When I ran in the Fontana Days 5K in June, I got a gift bag that came with assorted goodies. Among other things, it came with a medal. I didn't get anything of the sort from the Mud Run. So when I found out that I could get a medal for running in the Mission Inn Run, I was excited.
The first 100 finishers get a medal. So all I have to do then is finish in the top 100.
Well, after I saw results from last year I don't think I'll be getting a medal. The winner ran the 10K in 33:10. That's just ridiculous. Of course, I don't fancy myself as being in the lead or anything like that but the top 100... well, that may be a goal I thought I could have strived for.
Last year, though, 100th place finished the race in 46:15.
Originally I thought perhaps under 50 minutes would be a good time. So I'd have to shave five minutes off of that just to medal, five minutes off a time I thought I had a chance of running if I ran hard.
Needless to say, it's not going to happen.

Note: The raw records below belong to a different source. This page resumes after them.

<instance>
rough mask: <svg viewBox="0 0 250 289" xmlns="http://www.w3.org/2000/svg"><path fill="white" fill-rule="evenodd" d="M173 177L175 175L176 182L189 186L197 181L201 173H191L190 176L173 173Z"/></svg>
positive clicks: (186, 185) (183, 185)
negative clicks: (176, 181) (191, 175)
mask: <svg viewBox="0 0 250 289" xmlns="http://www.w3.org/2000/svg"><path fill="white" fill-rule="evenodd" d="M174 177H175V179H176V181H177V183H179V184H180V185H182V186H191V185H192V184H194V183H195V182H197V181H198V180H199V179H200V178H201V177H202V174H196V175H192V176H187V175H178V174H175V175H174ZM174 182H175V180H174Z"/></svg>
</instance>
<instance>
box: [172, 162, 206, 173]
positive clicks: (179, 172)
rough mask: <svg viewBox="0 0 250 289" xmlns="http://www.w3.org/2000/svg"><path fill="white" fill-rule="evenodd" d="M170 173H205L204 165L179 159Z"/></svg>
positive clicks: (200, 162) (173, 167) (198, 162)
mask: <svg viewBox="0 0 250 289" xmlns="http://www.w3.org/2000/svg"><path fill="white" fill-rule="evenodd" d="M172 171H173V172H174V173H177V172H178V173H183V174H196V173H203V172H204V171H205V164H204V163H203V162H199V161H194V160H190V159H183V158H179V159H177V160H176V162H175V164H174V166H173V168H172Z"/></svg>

But it's actually a good thing. I want to finish the race, finish it in a time that I can feel good about but mostly finish the race. If I start thinking about running it in a certain time or beating a certain amount of people, it won't do me any good.
It's never been about time for me. Running races or just running whenever has never been about time. Sure, I keep track of my time. And I set goals and things like that. But I don't feel like I'm competing against the clock or trying to win something or whatever. My first goal is to finish. Now, that also entails other things - running continuously, maintaining my heart rate at a certain pace, etc. - but mostly it's to finish. A distant second is time. I figure if I'm going to run I may as well do it in a respectable time. Now, respectable means to me. I don't want to think I'm better than those who finished after me and I certainly don't feel like less of a person than those who beat me.
So medal or not, I'll be satisfied with having run in and completed the Mission Inn Run.